Capsaicin sensitive-sensory nerves influence tumor growth, and vascular permeability in this orthotopic model of 4T1 breast cancer. The increased vascular leakage observed within the tumors of desensitized mice is likely due to the imbalance of local neurogenic vasoregulation, which in turn, can facilitate tumor vascular bed disruption. On the other hand, intratumoral protease expression was also not significantly different in our experiment, accompanied by a maintained level of neuropeptides in the tumor tissue. Finally, as demonstrated by the histopathological analysis long-term tumor growth, cellular profile and viability were not significantly influenced by the desensitization of these nerve terminals.

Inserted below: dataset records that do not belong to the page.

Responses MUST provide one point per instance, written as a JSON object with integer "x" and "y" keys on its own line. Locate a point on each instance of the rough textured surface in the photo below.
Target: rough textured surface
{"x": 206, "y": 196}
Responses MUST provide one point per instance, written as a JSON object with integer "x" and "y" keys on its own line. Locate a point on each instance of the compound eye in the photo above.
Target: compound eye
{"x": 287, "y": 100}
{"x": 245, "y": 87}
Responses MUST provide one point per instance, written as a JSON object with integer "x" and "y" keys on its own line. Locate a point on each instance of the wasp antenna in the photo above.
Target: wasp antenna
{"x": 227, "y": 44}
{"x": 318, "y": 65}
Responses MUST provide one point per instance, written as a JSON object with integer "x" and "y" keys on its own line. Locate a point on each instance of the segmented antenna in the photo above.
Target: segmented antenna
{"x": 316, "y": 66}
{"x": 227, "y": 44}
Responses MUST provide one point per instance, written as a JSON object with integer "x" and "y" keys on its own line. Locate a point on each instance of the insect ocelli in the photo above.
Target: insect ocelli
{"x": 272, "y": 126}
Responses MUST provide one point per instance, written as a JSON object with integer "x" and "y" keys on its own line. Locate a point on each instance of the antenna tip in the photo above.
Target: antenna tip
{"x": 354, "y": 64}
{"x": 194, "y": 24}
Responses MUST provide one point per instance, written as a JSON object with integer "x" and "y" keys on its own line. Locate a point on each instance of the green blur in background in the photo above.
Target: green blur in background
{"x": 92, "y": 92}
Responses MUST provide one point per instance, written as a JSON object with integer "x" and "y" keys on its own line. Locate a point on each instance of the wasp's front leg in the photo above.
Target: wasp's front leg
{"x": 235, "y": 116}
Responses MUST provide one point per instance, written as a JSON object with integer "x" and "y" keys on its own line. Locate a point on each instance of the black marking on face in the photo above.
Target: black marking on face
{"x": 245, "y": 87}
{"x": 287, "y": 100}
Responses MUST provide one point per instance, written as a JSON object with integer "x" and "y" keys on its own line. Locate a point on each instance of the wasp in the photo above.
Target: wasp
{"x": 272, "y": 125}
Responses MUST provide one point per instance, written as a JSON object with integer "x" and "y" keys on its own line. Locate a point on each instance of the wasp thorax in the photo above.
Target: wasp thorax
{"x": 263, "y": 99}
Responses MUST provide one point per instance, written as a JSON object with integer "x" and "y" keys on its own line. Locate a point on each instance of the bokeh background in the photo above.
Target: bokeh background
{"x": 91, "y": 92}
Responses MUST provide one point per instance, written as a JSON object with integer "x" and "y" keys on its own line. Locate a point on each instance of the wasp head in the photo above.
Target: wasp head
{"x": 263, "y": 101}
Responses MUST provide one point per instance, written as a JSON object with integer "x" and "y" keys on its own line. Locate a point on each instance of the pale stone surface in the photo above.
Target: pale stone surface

Admittedly, our study has several limitations. Most importantly, only the levels of selected key neuropeptides were measured, which was dictated by the limited amount of tumor tissue available for ex vivo radioimmunoassay. Furthermore, the molecular underpinnings of the observed increased intratumoral vascular leakage in RTX-pretreated mice remain unclear. Additionally, the MRI protocol used is ill-suited for measuring the peritumoral edema, which may explain the diverging results compared to the tumor size measurements obtained through the use of a caliper.

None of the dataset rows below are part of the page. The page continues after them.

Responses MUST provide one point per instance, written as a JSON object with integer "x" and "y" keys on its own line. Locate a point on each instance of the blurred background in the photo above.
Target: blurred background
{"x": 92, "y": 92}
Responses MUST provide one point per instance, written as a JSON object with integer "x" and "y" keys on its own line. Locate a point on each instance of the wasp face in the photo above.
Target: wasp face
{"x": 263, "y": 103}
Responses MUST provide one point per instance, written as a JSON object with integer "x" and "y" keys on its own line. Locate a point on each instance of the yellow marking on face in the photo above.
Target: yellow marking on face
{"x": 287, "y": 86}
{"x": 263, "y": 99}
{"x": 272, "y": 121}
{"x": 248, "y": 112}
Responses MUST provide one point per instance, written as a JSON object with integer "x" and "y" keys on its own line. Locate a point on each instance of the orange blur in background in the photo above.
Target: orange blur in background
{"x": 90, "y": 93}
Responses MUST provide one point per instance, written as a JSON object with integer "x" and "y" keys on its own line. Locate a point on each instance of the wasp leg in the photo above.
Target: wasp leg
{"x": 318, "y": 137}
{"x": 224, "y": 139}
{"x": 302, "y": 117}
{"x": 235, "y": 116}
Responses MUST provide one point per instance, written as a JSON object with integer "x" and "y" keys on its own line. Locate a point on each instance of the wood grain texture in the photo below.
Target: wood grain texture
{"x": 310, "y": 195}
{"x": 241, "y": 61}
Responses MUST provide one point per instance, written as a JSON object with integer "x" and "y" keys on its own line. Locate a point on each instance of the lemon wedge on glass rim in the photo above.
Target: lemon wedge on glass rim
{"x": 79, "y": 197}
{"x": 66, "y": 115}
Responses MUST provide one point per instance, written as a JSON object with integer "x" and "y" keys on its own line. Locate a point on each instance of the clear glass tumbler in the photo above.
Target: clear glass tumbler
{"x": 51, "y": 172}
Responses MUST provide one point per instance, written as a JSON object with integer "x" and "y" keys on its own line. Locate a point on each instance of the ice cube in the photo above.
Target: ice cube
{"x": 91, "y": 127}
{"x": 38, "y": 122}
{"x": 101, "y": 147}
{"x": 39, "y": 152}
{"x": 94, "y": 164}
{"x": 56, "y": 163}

In summary, capsaicin-sensitive sensory nerves exert important and beneficial vasoregulatory effects on the tumor tissue, which reduces pathological vascular hyperpermeability and thereby early phase tumor growth (and potentially peritumoral edema). However, systemic desensitization in itself has no direct effect on tumor structure and cellular viability. These findings, along with prior evidence underline capsaicin-sensitive afferents and functioning sensory innervation of the tumor microenvironment possess homeostatic and antitumoral properties. Therefore, caution must be maintained while pharmacologically targeting these nerve terminals (e.g., use of TRPV1 antagonist analgesic candidates), in order to avoid potential detrimental effects in facilitating tumorigenesis. On a separate note, the increased intratumoral leakage can also significantly influence effective drug delivery into the tissue and can facilitate selective accumulation of large molecule therapeutics within the tumor.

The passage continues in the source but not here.